La finalidad de las Cidudades del Vino es el de documentar la gran riqueza de productos, de tradiciones y de cultura de los propios territorios, promover su conocimiento y favorecer el crecimiento de la conciencia, también dentro de la misma, de representar un importante recurso, realizando una red de promoción permanente del sistema de la agricultura italiana de calidad, en Europa y en el mundo.
No
es casualidad que el vino toscano hable un lenguaje noble
y antiguo.
Simples agricultores y familias blasonadas por siglos se han dedicado a la cultivación de vides, la que se remonta al tiempo de los Etruscos que ya antes del siglo octavo antes de Cristo producían vino.
El paisaje regional y el de Colle di Val d’Elsa se ha modelado consecuentemente en el tiempo en función de las vides asumiendo características de extraordinaria y fascinante belleza, en una tierra de dulces colinas, de panoramas luminosos, de colores que se esfuman del ocre al verde.
A esta tradición se agrega un valor muy especial, que es el de la producción del cristal y en particular el cristal de mesa y más aún, el del vino y el de la degustación.

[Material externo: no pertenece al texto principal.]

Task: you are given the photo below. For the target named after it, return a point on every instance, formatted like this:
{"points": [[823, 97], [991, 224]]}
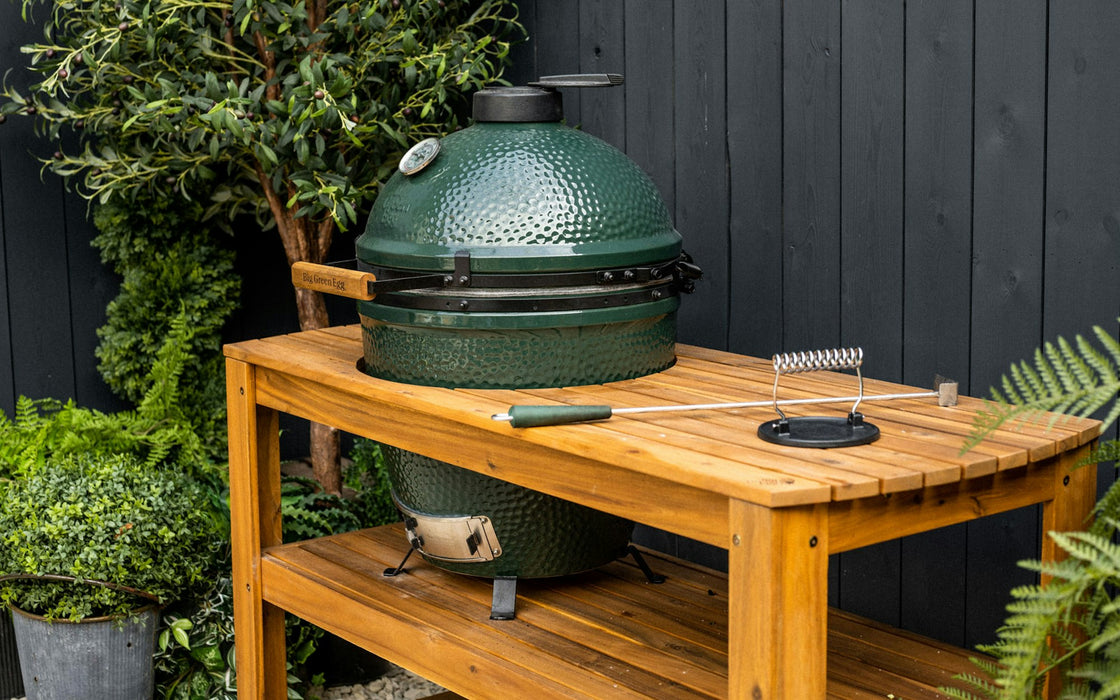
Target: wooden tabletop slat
{"points": [[714, 450], [1071, 431], [893, 470]]}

Las ciudades del Vino obran respetando un código de comportamiento que prevee la individualización dentro de su propio territorio de los sitios que históricamente han dado continuidad de uvas de vino preciado, permitiendo la elaboración de vinos de gran importancia cualitativa.
Tales sitios se identifican por su historicidad productiva, o bien por su unicidad en la producción debida a sus factores ambientales o variedades particolares, o por su exclusiva belleza en el paisaje.
De la misma manera las Ciudades del Vino individualizan las construcciones que constituyen verdaderos monumentos, proponiendo o realizando una precisa estrategia de búsqueda de la vocación cualitativa y de las prerrogativas histórico-culturales ligadas al vino.
Las ciudades del Vino garantizan la protección de dichos valores, a través de instrumentos de tutela ambiental y funcional y mediante los instrumentos urbanísticos más idóneos.